So to be revered as an elite in this culture, you must disdain the natural, the organic, the real, and be cold, shiny and hard.

But though she seems to have everything, it’s striking that Regina George is full of anger. Cady cracks Gretchen by making her think Regina is mad at her, which works because Regina just always seems to be mad. When she was preparing for the role, Rachel McAdams built the palpable anger of Regina George by listening to Courtney Love’s music and watching Alec Baldwin’s famous speech from Glengarry, Glen Ross.

Blake: “[BLEEP] YOU! That’s my name! You know why, mister? ‘Cause you drove a Hyundai to get here tonight, I drove an $80,000 BMW. That’s my name!”

So what exactly is Regina so furious about? For one thing, her plastic life doesn’t actually seem very fun. She feels she has to constantly be on a diet to maintain her physique. She doesn’t have any equals who can be honest with her. And this sharply intelligent, strong person doesn’t have much to do besides shop, work on her appearance, and manipulate people. So, essentially, she’s bored.

As we enter this teen “Girl World” through the naive eyes of the outsider Cady, we get a sense of all the things that might be confusing and frustrating for American teens, like antagonistic behavior from adults, parents who don’t know how to impose healthy boundaries, problems at home, and mixed messages about sexuality (which is a prized aspect of popularity), but also a source of shame and a feature of their lives from a shockingly young age.

Most saliently, Cady observes that in Girl World you’re not allowed to express conflict. So this culture of elaborate oppression is really caused by these young women’s frustration at not knowing how to let out their anger. Ms. Norbury identifies this problem when she tries to teach the girls:

Ms. Norbury: “... to express your anger in a healthy way.”

In the end, Regina learns to harness her anger into athletics. So the lesson isn’t that teenage girls shouldn’t feel angry. It’s that anger can be redirected powerfully, and for good, if we learn how to find appropriate outlets for our feelings.

“The fault, dear Brutus, is not in our stars,/ But in ourselves, that we are underlings.” In other words, we don’t have to accept being underlings.
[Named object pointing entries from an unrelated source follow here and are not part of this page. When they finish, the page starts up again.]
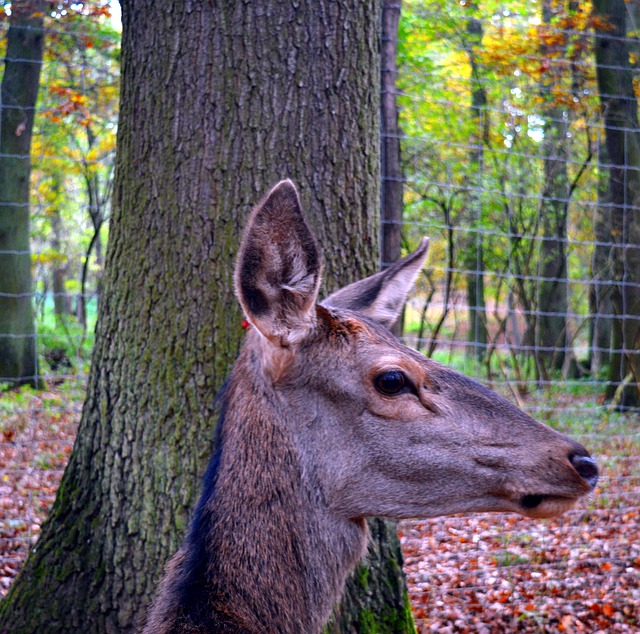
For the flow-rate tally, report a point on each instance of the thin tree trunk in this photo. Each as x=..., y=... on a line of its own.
x=23, y=61
x=474, y=253
x=392, y=178
x=551, y=335
x=61, y=304
x=600, y=306
x=620, y=110
x=219, y=101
We the people put rulers in power, and we can take that power away—whether that applies to real political regimes, or the mean girls who are making us feel like we’re not good enough.

All the same when we think of Mean Girls, it’s not subdued, final-scene Regina we remember—but Mean Regina who exists as a cult icon, celebrated by popstars, presidents, and everyone in between. There’s still something deeply compelling about Regina’s power, her mystery, her manipulation, her rage. She reminds us that autocrats can look a lot more seductive and charismatic than we might think and so, like a true dictator, her legacy lives on.